Humans underestimate the role of randomness in their life and I recommend the Drunkards Walk as an excellent book on the topic. You have to know the background rate of events to know if there is an increased rate associated with a vaccine as a hint that the vaccine is potentially causative. For example:
On the basis of the reviewed data, if a cohort of 10 million individuals was vaccinated in the UK, 21·5 cases of Guillain-Barré syndrome and 5·75 cases of sudden death would be expected to occur within 6 weeks of vaccination as coincident background cases. In female vaccinees in the USA, 86·3 cases of optic neuritis per 10 million population would be expected within 6 weeks of vaccination. 397 per 1 million vaccinated pregnant women would be predicted to have a spontaneous abortion within 1 day of vaccination.
Random badness happens and it takes an immense, and for some impossible, effort of will to ignore what appears to be an association. Take, as example, death. People die. People get the vaccine. A hefty segment of those who get the vaccine are at risk of dying from underlying diseases. So you would predict that there would be a cluster of people who will die shortly after receiving the vaccine, but not due to the vaccine, as if anyone would be convinced otherwise:
In October 2006, four deaths occurred in Israel shortly after influenza immunization, resulting in a temporary halt to the vaccination campaign. After an epidemiologic investigation, the Ministry of Health concluded that these deaths were not related to the vaccine itself and the campaign resumed; however, vaccine uptake was markedly reduced. Estimates of true background mortality in this high-risk population would aid in public education and quell unnecessary concerns regarding vaccine safety. We used data from a large HMO to estimate mortality in influenza vaccine recipients aged 55 and over during four consecutive winters (2003, 2004, 2005 and 2006). Date of immunization was ascertained from patient treatment files, vital status through Israeli National Insurance Institute data. We calculated crude death rates within 7, 14 and 30 days of influenza immunization, and used a Cox Proportional Hazards Model to estimate the risk of death within 14 days of vaccination, adjusting for age and comorbid conditions (age over 75, history of diabetes or cardiovascular disease, status as homebound patient) in 2006. The death rate among influenza vaccine recipients ranged from 0.01 to 0.02% within 7 days and 0.09-0.10% at 30 days. Influenza immunization was associated with a decreased risk of death within 14 days after adjustment for comorbidities (Hazard ratio, 0.33, 95% CI, 0.18-0.61). Our findings support the assumption that influenza vaccination is not associated with increased risk of death in the short term.”

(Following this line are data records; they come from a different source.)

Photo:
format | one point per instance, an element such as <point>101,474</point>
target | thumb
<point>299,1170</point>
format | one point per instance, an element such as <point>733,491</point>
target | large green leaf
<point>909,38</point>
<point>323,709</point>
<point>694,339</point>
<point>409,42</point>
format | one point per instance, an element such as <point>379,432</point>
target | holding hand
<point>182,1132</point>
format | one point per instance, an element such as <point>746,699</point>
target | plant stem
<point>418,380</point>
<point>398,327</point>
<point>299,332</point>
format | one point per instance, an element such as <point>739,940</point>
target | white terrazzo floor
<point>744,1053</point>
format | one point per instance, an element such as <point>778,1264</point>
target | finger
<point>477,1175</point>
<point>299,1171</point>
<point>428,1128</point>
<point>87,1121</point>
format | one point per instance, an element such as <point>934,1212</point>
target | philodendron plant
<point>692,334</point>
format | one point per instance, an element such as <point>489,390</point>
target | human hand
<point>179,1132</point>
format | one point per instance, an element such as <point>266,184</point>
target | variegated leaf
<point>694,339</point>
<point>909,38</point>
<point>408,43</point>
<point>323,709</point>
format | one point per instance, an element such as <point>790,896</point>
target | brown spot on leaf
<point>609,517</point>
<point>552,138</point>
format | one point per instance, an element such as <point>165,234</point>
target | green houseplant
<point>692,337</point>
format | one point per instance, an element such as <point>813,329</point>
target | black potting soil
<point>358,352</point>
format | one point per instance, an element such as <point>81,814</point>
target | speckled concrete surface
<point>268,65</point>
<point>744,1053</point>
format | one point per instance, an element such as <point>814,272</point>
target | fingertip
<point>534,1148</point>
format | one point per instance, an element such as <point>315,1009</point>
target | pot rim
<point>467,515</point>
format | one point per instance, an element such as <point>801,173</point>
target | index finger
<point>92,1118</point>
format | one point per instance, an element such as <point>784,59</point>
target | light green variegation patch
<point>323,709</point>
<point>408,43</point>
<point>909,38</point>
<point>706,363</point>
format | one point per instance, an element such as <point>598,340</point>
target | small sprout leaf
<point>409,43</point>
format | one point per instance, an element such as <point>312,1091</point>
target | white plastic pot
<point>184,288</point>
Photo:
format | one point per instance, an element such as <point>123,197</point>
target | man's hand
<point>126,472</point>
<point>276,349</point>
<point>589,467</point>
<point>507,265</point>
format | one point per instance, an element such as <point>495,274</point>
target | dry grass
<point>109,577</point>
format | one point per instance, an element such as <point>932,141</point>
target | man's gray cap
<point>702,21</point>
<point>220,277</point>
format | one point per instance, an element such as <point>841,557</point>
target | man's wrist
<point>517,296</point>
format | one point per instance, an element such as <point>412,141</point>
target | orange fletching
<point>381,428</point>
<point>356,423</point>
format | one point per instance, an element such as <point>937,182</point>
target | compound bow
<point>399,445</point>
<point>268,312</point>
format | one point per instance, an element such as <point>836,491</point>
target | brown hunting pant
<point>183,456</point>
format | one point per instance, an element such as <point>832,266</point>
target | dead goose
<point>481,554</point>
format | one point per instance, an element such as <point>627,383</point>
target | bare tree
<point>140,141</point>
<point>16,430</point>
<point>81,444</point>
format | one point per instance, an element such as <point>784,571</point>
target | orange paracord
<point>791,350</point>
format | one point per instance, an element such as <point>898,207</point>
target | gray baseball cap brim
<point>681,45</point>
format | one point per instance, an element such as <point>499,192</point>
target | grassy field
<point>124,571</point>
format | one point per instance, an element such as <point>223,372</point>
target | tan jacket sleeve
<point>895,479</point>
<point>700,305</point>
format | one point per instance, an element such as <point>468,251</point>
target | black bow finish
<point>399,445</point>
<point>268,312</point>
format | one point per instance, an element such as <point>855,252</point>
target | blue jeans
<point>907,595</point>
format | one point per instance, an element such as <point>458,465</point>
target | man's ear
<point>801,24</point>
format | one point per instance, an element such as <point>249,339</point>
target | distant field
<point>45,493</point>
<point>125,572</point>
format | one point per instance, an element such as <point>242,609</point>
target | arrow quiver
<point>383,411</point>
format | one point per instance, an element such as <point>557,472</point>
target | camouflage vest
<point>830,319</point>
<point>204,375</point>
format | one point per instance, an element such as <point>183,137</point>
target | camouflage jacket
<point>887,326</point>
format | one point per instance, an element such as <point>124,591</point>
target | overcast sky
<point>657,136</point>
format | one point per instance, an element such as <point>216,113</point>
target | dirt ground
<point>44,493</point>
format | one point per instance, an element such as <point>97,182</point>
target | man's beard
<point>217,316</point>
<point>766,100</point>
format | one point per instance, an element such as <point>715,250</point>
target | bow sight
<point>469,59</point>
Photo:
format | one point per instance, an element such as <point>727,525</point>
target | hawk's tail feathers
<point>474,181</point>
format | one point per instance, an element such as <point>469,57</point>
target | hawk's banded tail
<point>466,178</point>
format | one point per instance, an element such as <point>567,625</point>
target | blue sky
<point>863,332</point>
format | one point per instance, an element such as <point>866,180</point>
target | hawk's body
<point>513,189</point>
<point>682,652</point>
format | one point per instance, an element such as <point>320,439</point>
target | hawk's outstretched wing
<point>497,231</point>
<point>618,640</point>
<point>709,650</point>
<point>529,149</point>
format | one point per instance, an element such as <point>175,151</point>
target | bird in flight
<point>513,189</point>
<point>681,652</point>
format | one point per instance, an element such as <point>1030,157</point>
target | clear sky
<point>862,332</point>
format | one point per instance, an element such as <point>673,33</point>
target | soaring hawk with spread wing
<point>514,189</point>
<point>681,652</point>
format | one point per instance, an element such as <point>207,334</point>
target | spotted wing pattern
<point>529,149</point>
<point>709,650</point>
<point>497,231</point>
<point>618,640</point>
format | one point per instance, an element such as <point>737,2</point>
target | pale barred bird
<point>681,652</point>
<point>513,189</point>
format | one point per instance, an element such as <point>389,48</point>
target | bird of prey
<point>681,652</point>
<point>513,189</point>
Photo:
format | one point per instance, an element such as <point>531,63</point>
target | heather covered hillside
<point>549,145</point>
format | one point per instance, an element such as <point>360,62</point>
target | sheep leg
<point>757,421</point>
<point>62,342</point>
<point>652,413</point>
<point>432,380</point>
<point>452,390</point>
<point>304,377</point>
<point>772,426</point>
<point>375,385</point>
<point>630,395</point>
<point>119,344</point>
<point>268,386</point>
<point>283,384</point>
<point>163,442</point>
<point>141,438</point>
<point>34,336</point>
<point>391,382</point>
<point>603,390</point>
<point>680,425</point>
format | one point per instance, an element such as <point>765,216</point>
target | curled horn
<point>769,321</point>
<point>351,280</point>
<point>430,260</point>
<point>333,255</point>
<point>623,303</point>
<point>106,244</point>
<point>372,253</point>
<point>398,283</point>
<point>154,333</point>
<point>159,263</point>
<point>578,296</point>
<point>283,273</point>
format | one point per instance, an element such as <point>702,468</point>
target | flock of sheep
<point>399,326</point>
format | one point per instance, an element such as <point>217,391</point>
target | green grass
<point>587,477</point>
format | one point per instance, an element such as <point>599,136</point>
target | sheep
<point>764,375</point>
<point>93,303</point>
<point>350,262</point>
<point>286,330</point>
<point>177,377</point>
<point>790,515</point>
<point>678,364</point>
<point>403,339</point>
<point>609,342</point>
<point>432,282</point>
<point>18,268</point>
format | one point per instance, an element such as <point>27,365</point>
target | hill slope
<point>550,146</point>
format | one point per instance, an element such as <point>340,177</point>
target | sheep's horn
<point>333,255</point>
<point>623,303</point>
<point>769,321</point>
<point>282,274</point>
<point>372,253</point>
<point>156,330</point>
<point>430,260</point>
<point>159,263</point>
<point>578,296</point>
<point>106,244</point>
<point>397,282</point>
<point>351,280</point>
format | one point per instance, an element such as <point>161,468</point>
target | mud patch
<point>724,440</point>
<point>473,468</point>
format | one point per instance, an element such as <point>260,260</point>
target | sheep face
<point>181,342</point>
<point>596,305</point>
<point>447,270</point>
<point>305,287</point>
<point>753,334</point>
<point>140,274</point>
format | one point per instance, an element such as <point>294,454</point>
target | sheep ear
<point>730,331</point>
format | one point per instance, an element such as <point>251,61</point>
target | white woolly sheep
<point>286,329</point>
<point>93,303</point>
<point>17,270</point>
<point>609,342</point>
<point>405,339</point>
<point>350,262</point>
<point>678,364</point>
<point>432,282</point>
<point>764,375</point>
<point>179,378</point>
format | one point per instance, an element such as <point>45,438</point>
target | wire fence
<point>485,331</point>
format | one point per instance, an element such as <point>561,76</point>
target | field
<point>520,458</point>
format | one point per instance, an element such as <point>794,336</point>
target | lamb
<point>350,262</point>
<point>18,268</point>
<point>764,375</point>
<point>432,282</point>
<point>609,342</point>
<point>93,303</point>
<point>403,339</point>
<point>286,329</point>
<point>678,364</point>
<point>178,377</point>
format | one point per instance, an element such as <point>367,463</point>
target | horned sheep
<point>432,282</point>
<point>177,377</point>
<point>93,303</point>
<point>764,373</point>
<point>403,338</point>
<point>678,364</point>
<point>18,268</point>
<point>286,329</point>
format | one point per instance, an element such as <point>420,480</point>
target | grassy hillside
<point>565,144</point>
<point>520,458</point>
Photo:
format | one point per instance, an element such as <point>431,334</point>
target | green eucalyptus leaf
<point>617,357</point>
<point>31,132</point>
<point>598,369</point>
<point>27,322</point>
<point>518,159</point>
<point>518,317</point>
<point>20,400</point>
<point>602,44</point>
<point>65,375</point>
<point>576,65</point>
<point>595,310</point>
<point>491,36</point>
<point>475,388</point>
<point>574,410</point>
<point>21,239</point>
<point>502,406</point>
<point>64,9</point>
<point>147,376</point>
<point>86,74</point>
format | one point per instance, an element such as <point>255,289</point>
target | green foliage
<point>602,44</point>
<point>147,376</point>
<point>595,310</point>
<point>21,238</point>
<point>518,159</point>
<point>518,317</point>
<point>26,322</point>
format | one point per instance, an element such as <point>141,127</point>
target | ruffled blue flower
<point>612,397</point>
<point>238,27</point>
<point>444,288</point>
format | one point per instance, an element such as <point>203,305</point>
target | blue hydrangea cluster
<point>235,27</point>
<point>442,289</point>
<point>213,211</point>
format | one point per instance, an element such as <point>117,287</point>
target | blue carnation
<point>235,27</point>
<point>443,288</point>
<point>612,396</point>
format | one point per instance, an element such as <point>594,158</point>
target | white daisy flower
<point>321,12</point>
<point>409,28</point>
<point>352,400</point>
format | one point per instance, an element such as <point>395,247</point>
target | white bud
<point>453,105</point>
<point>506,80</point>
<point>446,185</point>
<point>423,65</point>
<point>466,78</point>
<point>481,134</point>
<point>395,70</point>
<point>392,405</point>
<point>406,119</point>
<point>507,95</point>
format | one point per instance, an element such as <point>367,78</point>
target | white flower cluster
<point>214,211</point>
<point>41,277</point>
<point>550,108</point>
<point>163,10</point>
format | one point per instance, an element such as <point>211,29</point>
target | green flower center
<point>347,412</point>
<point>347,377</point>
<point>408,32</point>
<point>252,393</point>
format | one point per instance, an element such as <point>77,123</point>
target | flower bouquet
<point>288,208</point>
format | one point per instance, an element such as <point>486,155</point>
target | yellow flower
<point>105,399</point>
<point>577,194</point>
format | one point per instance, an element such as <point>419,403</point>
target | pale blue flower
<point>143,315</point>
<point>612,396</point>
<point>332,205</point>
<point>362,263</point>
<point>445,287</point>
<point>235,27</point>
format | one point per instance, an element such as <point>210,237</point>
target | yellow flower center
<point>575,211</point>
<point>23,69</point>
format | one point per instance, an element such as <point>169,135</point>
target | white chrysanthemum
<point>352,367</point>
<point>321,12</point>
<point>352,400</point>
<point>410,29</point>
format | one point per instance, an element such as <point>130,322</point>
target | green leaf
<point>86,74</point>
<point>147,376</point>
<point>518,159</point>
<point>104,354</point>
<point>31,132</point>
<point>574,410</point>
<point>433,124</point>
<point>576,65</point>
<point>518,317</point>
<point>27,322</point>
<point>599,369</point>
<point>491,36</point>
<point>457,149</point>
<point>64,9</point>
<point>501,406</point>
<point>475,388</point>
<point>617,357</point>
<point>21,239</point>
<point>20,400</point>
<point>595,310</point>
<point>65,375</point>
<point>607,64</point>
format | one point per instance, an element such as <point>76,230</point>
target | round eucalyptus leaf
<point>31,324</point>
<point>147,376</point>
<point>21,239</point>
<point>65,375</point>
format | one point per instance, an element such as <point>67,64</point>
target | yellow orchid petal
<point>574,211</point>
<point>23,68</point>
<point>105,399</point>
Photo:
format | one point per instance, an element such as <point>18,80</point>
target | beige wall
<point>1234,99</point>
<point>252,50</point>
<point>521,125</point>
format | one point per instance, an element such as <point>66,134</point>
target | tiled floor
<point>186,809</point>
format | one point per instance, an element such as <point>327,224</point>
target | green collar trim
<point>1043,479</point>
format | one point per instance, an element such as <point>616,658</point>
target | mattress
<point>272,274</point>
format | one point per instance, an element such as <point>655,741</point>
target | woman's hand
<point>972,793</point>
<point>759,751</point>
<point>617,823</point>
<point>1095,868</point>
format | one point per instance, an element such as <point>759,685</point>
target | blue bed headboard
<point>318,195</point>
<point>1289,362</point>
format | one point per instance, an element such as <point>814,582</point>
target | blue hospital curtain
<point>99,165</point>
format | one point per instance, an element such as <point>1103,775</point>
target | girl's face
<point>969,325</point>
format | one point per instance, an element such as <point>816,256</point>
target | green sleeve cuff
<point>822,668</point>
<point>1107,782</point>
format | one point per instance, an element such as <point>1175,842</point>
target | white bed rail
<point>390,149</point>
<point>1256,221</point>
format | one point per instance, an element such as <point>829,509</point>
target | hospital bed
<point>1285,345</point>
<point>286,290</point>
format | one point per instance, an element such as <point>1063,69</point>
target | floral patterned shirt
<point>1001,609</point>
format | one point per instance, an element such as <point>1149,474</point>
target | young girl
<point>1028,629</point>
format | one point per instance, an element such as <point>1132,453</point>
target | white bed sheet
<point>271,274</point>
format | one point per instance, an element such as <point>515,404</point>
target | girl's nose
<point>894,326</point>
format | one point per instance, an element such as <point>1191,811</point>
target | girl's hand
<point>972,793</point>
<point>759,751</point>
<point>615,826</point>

Yet I know, and you know, that any event after a vaccine will be credited to the vaccine, even, as with death, the preponderance of data points to the influenza vaccine decreasing mortality.
It was better back in the day
As a grumpy old fart who thinks that medical training was better back in my day, I have one piece of data in support of that assertion. An abstract at IDSA, and reported in Medscape suggests:
…that more recent graduates were 15% less likely than older graduates to believe that vaccines are effective. The younger graduates were also less likely to believe that inactivated or oral polio, measles, mumps, rubella, and varicella vaccines are safe.
Great. I suppose that my initial hypothesis was wrong. Having access to the world’s literature and the best minds in medicine is not so conducive to understanding the benefits of vaccines. Given the other nonsense taught in medical schools that is given the patina of respectability, what should I expect?